Não acredito que os seres humanos nasceram para ser sozinhos. Quem gosta de almoçar sozinho ? Ou viajar sozinho ? Ou até mesmo comprar uma roupa sozinho ? Tudo bem, às vezes nada melhor do que você passar um período em sua própria companhia, mas depois de um tempo a alma começa a sentir necessidade de uma outra opinião. Você então começa a se relacionar com alguém e é aí que mora o perigo, porque se por um lado o ser humano não foi feito para viver sozinho, por outro, se relacionar é uma das artes mais complexas da humanidade. Tudo bem que no início tudo são flores, mas passado o início (que por sinal é um período bem curto) o buraco negro se abre. E é aí que entra a tal separação ! Foi aí que me surgiu uma questão: se juntar pessoas é sempre tão difícil, mas sozinhos também não sabemos ficar, será que o ser humano foi feito para se separar ? Então talvez seja até por isso que separando é a forma mais eficaz de se conhecer alguém. Mesmo porque as máscaras caem, ninguém quer mais agradar ninguém e vem à baila a REAL personalidade de cada um, com seus egoísmos, mesquinharias, chatices etc, etc. E como só depois da separação você passa a ser você mesmo, é aí que vai dar para avaliar se durante aquele tempo existiu mesmo amizade, consideração, carinho, ou se tudo não passava de fachada. Divagando assim, então me pergunto de novo: será que separar muitas vezes pode até significar unir ? Sim, porque fica tudo tão sincero, tão real. Os terrenos se delimitam, é tomada uma certa distância, as coisas muitas vezes clareiam. Deve ser por isso que só damos valor quando perdemos. Como a história do homem que, de saco cheio do sítio que ele já tinha há anos resolveu vendê-lo.
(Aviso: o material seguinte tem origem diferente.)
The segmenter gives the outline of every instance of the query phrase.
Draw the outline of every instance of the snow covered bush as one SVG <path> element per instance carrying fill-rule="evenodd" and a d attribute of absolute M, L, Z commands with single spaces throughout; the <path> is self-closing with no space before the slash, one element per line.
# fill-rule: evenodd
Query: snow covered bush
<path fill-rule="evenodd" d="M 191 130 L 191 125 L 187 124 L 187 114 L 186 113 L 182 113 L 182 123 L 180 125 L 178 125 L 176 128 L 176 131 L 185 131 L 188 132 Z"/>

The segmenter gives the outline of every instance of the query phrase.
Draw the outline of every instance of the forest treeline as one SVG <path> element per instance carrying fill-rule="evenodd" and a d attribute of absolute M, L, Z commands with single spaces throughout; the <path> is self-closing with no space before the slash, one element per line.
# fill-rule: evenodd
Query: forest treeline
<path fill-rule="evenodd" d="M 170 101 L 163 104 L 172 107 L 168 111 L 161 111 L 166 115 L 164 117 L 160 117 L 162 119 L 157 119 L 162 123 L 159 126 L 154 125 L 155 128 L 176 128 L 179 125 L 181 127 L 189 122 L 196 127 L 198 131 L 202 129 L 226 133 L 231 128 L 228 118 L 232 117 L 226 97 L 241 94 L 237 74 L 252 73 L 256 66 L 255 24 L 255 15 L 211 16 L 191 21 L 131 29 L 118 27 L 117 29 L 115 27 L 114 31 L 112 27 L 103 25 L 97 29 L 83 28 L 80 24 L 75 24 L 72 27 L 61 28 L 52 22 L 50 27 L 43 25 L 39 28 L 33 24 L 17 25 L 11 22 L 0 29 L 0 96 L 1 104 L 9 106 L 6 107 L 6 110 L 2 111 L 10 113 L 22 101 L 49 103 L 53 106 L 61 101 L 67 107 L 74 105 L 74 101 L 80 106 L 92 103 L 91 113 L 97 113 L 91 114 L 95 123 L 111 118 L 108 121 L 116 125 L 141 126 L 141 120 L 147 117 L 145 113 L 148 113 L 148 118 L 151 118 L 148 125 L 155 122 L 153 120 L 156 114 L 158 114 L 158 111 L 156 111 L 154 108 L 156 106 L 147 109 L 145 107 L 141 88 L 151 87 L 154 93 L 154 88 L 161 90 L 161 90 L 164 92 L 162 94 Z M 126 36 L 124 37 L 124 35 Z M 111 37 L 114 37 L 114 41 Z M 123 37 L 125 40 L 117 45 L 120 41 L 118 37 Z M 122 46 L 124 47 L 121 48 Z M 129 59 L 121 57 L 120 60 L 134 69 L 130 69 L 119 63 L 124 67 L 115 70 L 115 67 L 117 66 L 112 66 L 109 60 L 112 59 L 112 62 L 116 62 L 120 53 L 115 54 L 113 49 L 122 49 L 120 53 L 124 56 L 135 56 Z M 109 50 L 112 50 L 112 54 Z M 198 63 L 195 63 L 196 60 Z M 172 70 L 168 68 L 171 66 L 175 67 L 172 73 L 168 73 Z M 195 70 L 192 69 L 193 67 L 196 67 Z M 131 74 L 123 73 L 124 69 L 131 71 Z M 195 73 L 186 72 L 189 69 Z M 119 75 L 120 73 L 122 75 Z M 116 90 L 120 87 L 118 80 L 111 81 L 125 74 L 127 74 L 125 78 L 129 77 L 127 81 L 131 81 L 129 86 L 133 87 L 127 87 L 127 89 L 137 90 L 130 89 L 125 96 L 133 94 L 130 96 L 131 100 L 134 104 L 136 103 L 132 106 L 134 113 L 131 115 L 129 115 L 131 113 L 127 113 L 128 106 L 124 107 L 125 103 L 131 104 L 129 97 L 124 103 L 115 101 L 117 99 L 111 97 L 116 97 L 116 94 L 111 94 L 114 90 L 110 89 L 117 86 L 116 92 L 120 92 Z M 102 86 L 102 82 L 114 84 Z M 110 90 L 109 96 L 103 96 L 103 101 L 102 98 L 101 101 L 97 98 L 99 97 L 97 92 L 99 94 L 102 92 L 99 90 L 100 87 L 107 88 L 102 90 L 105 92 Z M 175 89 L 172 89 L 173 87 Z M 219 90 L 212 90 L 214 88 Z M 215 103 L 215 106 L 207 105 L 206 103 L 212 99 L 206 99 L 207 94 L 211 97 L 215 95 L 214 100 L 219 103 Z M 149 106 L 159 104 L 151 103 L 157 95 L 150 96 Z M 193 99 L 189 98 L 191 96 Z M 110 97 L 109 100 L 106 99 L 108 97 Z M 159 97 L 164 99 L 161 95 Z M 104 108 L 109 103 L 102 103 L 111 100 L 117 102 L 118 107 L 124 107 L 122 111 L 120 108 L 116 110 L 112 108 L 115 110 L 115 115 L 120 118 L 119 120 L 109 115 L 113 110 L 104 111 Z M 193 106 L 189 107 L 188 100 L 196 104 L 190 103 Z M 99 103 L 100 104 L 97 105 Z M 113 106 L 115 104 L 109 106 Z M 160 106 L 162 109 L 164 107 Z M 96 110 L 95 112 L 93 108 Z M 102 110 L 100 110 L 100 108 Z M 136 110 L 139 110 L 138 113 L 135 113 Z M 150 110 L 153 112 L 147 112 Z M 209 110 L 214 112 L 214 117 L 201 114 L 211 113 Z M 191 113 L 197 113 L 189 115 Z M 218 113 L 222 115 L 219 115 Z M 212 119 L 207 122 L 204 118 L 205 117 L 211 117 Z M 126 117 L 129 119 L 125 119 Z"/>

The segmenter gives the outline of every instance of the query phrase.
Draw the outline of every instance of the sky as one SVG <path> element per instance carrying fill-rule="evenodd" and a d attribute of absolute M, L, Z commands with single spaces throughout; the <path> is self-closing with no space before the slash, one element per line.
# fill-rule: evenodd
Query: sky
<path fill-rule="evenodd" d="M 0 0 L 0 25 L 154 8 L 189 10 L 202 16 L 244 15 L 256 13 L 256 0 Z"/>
Sentou para escrever o anúncio que ele colocaria no jornal. Começou a redigir:
“Vendo sítio maravilhoso, todo arborizado, com um pomar incrível e mais uma horta onde nascem sempre coisas deliciosas. Uma casa acochegante, estilo colonial, super bem decorada, com lareira, forno a lenha de pizza, quartos amplos, cheio de armários. Uma piscina aquecida, linda, com um escorrega delicioso. Em cima de uma montanha que tem uma vista deslumbrante para o infinito...”
Daqui a pouco ele parou e se deu conta do que ele mesmo estava escrevendo. Leu todo anúncio e concluiu:
Puxa vida, que lugar maravilhoso! Não tem dinheiro no mundo que pague isso. E desistiu!